The government of Saudi Arabia on Monday condemned a recent U.S. Senate resolution blaming Crown Prince Mohammed bin Salman for the killing of journalist Jamal Khashoggi, calling the Senate vote “blatant” interference in the kingdom’s internal affairs, according to a Saudi government statement.

The Senate measure, which passed unanimously on Thursday, was a sweeping condemnation of the de facto Saudi ruler including his crackdown on internal dissent. And it was a rebuke of President Trump’s defense of the crown prince and his position that Khashoggi’s death should not threaten the financial and strategic ties between Saudi Arabia and the United States.

In its lengthy response to the Senate on Monday, Saudi Arabia accused the lawmakers of making “unsubstantiated claims and allegations” and said it “categorically rejects any interference in its internal affairs, any and all accusations, in any manner, that disrespect its leadership, represented by the Custodian of the Two Holy Mosques and the Crown Prince, and any attempts to undermine its sovereignty or diminish its stature.”


The Saudi government used similar language during a flare-up in August with Canada, after the Canadian Foreign Ministry called for the release of an imprisoned Saudi women’s rights activist. Saudi Arabia announced that it was expelling the Canadian ambassador to Riyadh and halting new trade and investment deals.

Saudi officials did not announce any measures against the United States on Monday, and its statement took pains to praise the Trump administration, saying “the Kingdom appreciates the prudent position taken by the United States Government and its institutions regarding recent developments.”

Khashoggi, a contributing columnist to the Washington Post, was killed by Saudi government agents in the Saudi Consulate in Istanbul on Oct. 2. A CIA assessment concluded that the crown prince had likely ordered and monitored the killing.

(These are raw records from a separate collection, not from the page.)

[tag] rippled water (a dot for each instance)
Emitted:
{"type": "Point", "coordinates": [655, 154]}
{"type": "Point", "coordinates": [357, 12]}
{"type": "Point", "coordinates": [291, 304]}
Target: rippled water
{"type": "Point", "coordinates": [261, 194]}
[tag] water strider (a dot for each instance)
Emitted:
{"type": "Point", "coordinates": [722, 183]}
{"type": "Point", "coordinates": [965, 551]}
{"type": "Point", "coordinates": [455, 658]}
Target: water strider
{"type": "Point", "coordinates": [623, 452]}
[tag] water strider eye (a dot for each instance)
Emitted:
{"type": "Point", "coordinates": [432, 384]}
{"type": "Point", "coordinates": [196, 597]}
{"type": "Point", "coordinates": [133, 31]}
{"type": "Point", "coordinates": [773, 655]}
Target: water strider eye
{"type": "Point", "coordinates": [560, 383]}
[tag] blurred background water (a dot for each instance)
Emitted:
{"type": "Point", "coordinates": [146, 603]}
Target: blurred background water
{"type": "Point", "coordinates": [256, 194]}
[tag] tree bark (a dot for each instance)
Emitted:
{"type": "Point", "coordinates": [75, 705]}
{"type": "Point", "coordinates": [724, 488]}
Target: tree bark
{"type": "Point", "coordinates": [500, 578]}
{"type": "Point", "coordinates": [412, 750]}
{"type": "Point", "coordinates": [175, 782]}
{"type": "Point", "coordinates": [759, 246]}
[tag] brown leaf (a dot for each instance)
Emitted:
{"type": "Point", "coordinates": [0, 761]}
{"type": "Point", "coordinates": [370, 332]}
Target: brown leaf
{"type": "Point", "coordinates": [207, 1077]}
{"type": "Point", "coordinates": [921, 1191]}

The Saudi government has said it is investigating Khashoggi’s death but its prosecutors have already absolved the prince of any responsibility.

The Senate’s rebuke of the crown prince beyond the Khashoggi case, faulting him for contributing to the humanitarian crisis in Yemen, the continuing blockade of Qatar by Saudi Arabia and its allies and the detention and torture of Saudi dissidents and activists, including a group of women’s rights advocates.

The Senate also approved a separate measure on Thursday to end U.S. participation in the Saudi-led war effort in Yemen.